LegalCrystal Citation
SubjectCivil
CourtKolkata
Decided On
Reported inAIR1932Cal877
AppellantB.N. Ry. Co. Ltd.
RespondentRavan Desai and Co.
Cases Referred and Janaki Das v. Bengal
Excerpt:
- .....the plaintiffs' firm claimed a sum of money as damages for nondelivery of the goods against the railway company. the suit was decreed both by the first court and by the lower appellate court. the railway company are now the appellants before us.2. a certain amount of confusion has been created in this case owing to the not altogether consistent attitude taken by the bail-way company in their defence. but the matter becomes clear enough when we look at the claim made by the plaintiffs' firm as made out in the plaint and in the evidence and the findings thereon arrived at by the courts below. the goods were consigned from a station called gondia under a railway receipt in which the weight of the consignment was shown as 107 maunds upon which weight the freight was to be paid. the goods.....
Judgment:

Pearson, J.

1. This appeal arises out of a suit against the B. N. Ry. Co., in connexion with a consignment of certain goods from Gondia to Shalimar in respect of which the plaintiffs' firm claimed a sum of money as damages for nondelivery of the goods against the Railway Company. The suit was decreed both by the first Court and by the lower appellate Court. The Railway Company are now the appellants before us.

2. A certain amount of confusion has been created in this case owing to the not altogether consistent attitude taken by the Bail-way Company in their defence.
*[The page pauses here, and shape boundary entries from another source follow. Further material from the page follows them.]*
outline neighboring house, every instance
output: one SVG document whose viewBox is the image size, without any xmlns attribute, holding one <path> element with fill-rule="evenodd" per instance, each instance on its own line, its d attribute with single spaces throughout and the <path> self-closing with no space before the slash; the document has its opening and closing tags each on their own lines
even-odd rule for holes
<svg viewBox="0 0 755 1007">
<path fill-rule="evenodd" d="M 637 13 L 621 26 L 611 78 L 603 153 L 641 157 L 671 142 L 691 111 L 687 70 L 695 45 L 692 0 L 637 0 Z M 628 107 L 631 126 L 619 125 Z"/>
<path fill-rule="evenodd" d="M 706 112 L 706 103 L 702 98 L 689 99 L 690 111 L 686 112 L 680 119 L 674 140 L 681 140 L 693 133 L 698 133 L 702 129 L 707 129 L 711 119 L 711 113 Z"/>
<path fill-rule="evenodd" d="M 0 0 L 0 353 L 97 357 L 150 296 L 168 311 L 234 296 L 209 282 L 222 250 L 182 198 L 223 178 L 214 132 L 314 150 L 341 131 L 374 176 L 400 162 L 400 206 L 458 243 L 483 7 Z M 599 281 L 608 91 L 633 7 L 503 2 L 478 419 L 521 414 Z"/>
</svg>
But the matter becomes clear enough when we look at the claim made by the plaintiffs' firm as made out in the plaint and in the evidence and the findings thereon arrived at by the Courts below. The goods were consigned from a station called Gondia under a railway receipt in which the weight of the consignment was shown as 107 maunds upon which weight the freight was to be paid. The goods arrived at Shalimar about 10th or 12th February 1927, and the allegation of the plaintiffs' firm is that on the 15th their man went to Shalimar and was 'informed that the weight of the consignment as found on re-weighment at Shalimar was 140 maunds. That weight also appears on the face of the railway receipt. Thereupon the course taken by. the plaintiffs' firm was to request the Ry. Co's, servants to have a fresh re-weighment of the consignment in their presence on which, they said, they were prepared to pay the freight before the removal of the goods. But the Railway Company refused to do this and said that they must either pay the freight on 140 amaunds or go away. On this point material issues were framed as follows:

3. Was delivery of the consignment in suit applied for by the plaintiffs at Shalimar? Did the Railway Officials at Shalimar refuse to give delivery of the consignment unless freight on 140 maunds was paid for the same Did the plaintiffs ask re-weighment of the consignment in their presence and offer to take delivery on payment of freight ascertained on such re-weighment and Did the Railway Company (defendant) refuse the plaintiffs' demand for re-weighment; and the above offer of payment If so, were they justified in doing so Now it is necessary to remember that under the contract of carriage contained in the railway receipt, the Railway Administration reserve to themselves the right of re-weighment and re-calculation of charges at the place of destination and in such case the right of collecting before the goods are delivered any amount that might have been omitted or under-charged. The plaintiffs firm, in the present case, are bound by that part of the contract, The Railway Company had beyond all question the right of re-weighing the consignment which they did. The first Court in dealing with the matter finds upon the evidence that the plaintiffs had demanded a re-weighment of the consignment in their presence and offered to pay the freight which might be charged upon such re-weighment if the freight charged in the railway receipt be not accepted. The Railway Officials did not agree to this and the contention before the trial Judge was that the Railway Company were not bound to allow such re-weighment and were justified in their refusal. On the argument before the trial Judge he states that:

It was admitted by the learned advocate for the plaintiffs that under ordinary circumstances a consignee cannot insist on re-weighment before taking delivery but he contended that the plaintiffs' demand was justified in the exceptional circumstances in the case.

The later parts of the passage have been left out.